J’ai adoré ce livre. Des trois que j’ai lus de Douglas Kennedy, celui-ci est peut-être l’un des plus aboutis. Douglas Kennedy nous régale avec son portrait au vitriol d’une Amérique bien pensante et pudibonde ainsi qu’avec ses incursions dans la littérature du XIXe siècle. Il excelle dans la mise sous pression de ses lecteurs. Point d’enquête policière (quoi que !) mais un thriller psychologique tout à fait prenant qui pousse le lecteur à tourner, tourner et tourner les pages. On y retrouve évidemment les thèmes chers à Douglas Kennedy : la culpabilité, le hasard (en est-il vraiment un ?), et la certitude que derrière chaque visage qui se veut bien lisse se cachent des blessures indicibles et des failles profondes. Les reconnaître et les accepter ne garantit pas l’absence de souffrance mais ouvre de nouvelles voies. A chacun de choisir. Jane, elle, a choisi.

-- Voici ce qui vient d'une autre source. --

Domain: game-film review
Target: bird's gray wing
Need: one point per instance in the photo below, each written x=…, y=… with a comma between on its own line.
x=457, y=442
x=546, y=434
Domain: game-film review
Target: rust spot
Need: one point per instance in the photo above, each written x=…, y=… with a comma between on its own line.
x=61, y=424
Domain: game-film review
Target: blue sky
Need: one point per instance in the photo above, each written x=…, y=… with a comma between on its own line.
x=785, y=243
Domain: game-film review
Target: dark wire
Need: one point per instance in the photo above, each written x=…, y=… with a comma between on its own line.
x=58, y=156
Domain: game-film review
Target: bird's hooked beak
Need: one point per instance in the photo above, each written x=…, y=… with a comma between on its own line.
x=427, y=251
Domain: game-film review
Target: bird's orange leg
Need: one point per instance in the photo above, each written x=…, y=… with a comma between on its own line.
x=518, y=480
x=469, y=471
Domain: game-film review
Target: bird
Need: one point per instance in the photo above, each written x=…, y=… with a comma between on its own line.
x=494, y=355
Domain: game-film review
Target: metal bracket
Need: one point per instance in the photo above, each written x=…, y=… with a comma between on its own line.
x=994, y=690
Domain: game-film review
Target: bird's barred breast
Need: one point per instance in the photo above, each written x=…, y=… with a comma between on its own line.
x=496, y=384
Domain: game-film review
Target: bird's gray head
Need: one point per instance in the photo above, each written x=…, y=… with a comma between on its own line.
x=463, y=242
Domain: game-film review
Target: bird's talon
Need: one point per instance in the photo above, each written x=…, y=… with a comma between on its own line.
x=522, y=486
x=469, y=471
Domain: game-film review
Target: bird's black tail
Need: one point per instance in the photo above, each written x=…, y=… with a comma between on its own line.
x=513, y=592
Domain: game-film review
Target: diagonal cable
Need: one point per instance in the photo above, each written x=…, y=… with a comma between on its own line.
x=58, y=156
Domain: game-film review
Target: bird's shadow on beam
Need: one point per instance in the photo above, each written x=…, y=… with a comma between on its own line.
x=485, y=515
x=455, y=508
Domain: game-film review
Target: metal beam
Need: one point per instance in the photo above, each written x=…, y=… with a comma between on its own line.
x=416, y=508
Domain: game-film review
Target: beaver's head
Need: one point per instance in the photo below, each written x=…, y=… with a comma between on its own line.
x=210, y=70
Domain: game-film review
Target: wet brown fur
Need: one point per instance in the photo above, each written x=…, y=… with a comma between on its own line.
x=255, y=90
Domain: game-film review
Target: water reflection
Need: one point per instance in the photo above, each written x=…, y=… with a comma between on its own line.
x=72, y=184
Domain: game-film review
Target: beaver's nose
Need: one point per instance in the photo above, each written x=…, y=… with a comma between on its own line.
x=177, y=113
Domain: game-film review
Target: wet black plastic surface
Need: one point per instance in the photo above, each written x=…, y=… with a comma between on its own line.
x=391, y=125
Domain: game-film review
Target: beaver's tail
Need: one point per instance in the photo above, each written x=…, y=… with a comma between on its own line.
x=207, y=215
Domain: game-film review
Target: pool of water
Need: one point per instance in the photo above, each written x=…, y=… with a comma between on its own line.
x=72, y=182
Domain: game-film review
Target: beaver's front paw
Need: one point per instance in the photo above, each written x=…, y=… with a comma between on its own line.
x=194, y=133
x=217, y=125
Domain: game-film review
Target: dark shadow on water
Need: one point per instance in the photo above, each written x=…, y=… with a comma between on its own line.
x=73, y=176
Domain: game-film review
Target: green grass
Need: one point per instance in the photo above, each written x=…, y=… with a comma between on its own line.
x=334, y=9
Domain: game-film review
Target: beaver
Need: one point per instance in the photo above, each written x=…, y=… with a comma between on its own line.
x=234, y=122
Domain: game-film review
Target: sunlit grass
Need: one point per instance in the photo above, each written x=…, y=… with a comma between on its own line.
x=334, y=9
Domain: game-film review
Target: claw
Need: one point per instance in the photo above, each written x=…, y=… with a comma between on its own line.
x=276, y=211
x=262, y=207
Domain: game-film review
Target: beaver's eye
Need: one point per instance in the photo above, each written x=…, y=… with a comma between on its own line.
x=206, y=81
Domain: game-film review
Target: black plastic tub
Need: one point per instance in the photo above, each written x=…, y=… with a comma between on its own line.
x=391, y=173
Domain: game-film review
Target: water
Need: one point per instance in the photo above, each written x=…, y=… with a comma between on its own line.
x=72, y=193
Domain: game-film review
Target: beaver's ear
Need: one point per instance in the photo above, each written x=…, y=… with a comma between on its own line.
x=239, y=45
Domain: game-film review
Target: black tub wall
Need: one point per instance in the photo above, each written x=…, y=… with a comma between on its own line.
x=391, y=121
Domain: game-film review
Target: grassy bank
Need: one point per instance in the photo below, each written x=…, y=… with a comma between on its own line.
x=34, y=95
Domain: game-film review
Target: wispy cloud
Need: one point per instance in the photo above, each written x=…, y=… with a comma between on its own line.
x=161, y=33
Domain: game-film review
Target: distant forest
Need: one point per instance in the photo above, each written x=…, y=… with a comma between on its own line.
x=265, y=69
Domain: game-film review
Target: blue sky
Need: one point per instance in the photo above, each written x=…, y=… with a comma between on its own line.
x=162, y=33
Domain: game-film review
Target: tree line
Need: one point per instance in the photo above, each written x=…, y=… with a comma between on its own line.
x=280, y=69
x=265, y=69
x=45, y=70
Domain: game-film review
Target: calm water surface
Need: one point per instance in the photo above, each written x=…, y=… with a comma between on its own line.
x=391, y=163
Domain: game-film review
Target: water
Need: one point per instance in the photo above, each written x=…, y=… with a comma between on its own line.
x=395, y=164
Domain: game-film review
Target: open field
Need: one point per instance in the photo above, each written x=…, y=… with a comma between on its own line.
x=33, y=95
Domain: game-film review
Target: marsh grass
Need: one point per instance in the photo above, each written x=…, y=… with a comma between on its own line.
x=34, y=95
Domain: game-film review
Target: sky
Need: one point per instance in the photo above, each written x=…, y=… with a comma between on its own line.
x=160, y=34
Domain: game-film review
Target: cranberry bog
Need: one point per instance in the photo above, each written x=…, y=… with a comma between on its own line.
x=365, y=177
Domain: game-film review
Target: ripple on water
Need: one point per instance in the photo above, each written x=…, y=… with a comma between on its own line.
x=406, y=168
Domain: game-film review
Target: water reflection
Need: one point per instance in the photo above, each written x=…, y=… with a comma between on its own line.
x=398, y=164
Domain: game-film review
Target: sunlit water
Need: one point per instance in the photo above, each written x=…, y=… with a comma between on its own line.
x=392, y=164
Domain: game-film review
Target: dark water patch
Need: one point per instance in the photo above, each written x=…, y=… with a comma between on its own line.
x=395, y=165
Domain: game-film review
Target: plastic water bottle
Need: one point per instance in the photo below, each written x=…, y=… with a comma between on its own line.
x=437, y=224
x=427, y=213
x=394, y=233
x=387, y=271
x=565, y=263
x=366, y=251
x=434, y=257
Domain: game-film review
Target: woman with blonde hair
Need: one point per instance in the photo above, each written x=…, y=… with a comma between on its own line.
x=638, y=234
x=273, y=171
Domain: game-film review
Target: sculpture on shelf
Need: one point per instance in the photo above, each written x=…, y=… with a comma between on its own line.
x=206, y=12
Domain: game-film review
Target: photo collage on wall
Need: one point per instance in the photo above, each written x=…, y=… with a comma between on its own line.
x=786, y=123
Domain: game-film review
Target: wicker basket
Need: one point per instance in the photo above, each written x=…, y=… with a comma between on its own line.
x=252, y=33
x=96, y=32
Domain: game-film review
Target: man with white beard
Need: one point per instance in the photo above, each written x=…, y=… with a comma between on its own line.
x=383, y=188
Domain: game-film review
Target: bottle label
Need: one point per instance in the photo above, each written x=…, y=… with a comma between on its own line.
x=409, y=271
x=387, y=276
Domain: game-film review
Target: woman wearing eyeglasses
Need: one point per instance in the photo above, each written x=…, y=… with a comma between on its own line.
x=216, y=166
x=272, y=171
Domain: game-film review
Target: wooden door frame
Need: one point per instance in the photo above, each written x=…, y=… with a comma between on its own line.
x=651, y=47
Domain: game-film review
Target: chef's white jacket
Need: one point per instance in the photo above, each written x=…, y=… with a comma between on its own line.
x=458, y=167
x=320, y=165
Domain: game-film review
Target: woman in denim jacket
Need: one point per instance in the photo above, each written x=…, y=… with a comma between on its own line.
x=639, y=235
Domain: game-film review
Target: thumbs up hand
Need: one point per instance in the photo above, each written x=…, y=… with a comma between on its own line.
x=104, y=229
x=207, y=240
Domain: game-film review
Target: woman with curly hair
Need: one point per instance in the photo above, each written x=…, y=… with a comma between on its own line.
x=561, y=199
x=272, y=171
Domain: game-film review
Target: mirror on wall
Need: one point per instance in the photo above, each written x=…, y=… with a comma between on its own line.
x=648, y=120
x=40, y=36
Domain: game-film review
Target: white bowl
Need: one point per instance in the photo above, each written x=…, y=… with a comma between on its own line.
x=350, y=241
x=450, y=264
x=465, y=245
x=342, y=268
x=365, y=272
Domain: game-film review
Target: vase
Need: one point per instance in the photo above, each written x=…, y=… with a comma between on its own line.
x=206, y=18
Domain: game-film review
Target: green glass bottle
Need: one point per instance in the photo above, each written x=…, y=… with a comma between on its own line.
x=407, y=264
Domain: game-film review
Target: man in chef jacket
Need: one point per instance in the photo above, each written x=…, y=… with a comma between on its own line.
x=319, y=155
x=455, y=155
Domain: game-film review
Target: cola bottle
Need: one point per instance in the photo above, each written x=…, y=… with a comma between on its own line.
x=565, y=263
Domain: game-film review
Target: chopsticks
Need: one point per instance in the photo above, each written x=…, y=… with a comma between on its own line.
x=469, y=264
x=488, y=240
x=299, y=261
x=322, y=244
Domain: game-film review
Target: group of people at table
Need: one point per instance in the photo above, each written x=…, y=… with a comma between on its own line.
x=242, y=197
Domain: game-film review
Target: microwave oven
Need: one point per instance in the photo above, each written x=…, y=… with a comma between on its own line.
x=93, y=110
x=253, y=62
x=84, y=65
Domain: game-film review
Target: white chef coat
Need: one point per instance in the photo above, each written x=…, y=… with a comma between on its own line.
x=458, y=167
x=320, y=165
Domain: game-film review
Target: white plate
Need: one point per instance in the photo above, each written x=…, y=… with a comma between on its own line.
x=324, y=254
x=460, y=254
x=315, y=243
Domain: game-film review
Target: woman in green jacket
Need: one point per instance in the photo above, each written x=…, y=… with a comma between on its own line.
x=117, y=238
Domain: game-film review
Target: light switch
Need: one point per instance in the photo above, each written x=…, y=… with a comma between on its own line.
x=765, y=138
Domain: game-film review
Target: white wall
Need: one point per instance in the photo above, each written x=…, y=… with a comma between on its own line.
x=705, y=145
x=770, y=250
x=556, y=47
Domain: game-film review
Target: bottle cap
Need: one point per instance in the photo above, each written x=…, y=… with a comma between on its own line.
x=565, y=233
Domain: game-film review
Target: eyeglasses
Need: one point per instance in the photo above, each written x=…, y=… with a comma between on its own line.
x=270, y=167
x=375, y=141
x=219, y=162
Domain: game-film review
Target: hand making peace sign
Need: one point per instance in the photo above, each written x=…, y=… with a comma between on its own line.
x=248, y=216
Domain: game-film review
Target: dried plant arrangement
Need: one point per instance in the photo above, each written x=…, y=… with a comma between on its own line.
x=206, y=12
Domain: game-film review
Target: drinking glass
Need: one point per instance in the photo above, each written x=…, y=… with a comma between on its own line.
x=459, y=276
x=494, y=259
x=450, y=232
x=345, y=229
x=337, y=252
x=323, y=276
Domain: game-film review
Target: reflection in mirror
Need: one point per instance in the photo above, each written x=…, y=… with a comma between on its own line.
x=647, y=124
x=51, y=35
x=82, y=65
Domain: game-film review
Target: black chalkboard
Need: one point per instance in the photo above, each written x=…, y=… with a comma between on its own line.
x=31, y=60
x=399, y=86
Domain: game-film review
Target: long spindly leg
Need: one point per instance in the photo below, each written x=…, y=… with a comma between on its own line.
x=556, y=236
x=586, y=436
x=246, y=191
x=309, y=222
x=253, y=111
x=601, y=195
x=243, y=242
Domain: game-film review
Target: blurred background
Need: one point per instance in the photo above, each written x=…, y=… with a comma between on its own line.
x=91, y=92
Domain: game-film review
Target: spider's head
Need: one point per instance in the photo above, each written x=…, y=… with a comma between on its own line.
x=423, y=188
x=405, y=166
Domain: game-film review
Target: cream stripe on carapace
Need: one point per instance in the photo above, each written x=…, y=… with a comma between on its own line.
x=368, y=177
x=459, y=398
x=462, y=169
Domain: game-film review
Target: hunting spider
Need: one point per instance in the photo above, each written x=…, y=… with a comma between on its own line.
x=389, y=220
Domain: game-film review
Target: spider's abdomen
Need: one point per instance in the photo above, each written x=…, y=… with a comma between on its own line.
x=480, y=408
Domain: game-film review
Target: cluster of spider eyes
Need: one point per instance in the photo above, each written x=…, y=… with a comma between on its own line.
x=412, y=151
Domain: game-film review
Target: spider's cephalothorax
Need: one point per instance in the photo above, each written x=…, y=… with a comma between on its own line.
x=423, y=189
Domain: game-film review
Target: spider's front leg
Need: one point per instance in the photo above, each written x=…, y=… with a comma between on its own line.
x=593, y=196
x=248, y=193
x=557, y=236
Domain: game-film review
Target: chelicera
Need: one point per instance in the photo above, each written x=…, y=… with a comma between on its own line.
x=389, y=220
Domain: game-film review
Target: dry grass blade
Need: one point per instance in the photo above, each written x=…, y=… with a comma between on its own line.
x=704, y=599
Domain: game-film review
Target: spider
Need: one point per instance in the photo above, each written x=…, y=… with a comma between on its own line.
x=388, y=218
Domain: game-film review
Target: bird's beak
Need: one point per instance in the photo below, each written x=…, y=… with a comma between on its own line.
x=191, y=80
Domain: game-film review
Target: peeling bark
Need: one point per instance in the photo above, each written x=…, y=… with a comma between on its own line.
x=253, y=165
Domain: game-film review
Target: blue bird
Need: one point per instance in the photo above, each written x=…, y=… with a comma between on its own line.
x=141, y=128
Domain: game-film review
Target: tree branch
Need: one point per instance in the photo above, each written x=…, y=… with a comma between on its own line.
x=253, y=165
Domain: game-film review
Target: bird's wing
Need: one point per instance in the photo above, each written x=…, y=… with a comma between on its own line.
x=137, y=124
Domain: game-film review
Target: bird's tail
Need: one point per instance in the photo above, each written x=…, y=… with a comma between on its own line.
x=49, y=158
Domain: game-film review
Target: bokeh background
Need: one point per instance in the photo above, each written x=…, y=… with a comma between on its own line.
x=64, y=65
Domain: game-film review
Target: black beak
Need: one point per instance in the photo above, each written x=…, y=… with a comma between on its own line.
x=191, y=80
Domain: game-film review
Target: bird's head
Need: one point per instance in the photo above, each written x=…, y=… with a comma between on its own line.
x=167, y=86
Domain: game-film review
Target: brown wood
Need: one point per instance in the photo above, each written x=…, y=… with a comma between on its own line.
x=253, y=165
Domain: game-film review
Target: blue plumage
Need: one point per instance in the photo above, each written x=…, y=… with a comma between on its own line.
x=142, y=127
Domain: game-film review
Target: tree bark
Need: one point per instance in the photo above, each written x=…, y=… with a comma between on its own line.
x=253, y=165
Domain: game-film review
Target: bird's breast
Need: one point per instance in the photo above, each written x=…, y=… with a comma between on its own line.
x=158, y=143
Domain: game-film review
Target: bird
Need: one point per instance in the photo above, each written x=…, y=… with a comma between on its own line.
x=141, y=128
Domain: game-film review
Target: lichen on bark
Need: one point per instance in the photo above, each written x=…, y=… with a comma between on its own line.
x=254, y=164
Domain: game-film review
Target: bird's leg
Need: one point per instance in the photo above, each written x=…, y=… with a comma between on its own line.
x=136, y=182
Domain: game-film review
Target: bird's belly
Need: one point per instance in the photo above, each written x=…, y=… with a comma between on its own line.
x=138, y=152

Extrait, page 190 et 191 : « J’ai commencé à marcher. Heureusement, j’avais la brise dans le dos, même si le retour risquait d’être moins agréable. Elle était si forte qu’elle me poussait en avant. Tête haute, tâchant de garder les yeux grands ouverts malgré le froid, j’inhalais la vapeur d’embruns salés. Il n’y avait personne d’autre en vue et je me suis dit que si je me foulais la cheville, on ne me retrouverait probablement pas avant plusieurs jours ; à ce moment, j’aurais sans doute été transformée en bloc de glace… L’idée ne m’a pas paniquée, pourtant. C’était peut-être l’euphorie provoquée par la montée d’endorphines dans mon organisme soumis à cette température extrême, au milieu de cette immensité exaltante, ou bien vivais-je une sorte d’extase panthéiste devant la puissance incommensurable de l’ordre naturel, la manifestation de forces dépassant l’entendement d’une humanité souvent sans recours ? Ou, plus simplement, la brutalité du froid et la sombre majesté de ce paysage m’avaient soudain libérée de toutes les incertitudes qui encombraient ma vie. Quoi qu’il en soit, je me sentais légère, portée par les éléments et même, l’espace d’un moment, j’ai éprouvé un sentiment qui ressemblait au bonheur, la perception sans mélange d’être vivante ici et maintenant, dégagée du scénario souvent trop complexe qu’avait été mon existence. Au fond, n’était-ce pas cela, le bonheur ? Une parenthèse pendant laquelle, sans penser au passé ou à l’avenir, on arrive à s’enfuir de soi-même ? Plus de réminiscences venant vous hanter, plus d’appréhension qui ruinent votre sommeil : juste la redécouverte que l’instant présent est merveilleux… Avais-je besoin du froid coupant, du vent déchainé, de la détonation hypnotisante des vagues se brisant sur une plage déserte pour me rappeler qu’être au monde pouvait, en soi, vous rendre heureux ? » Douglas Kennedy.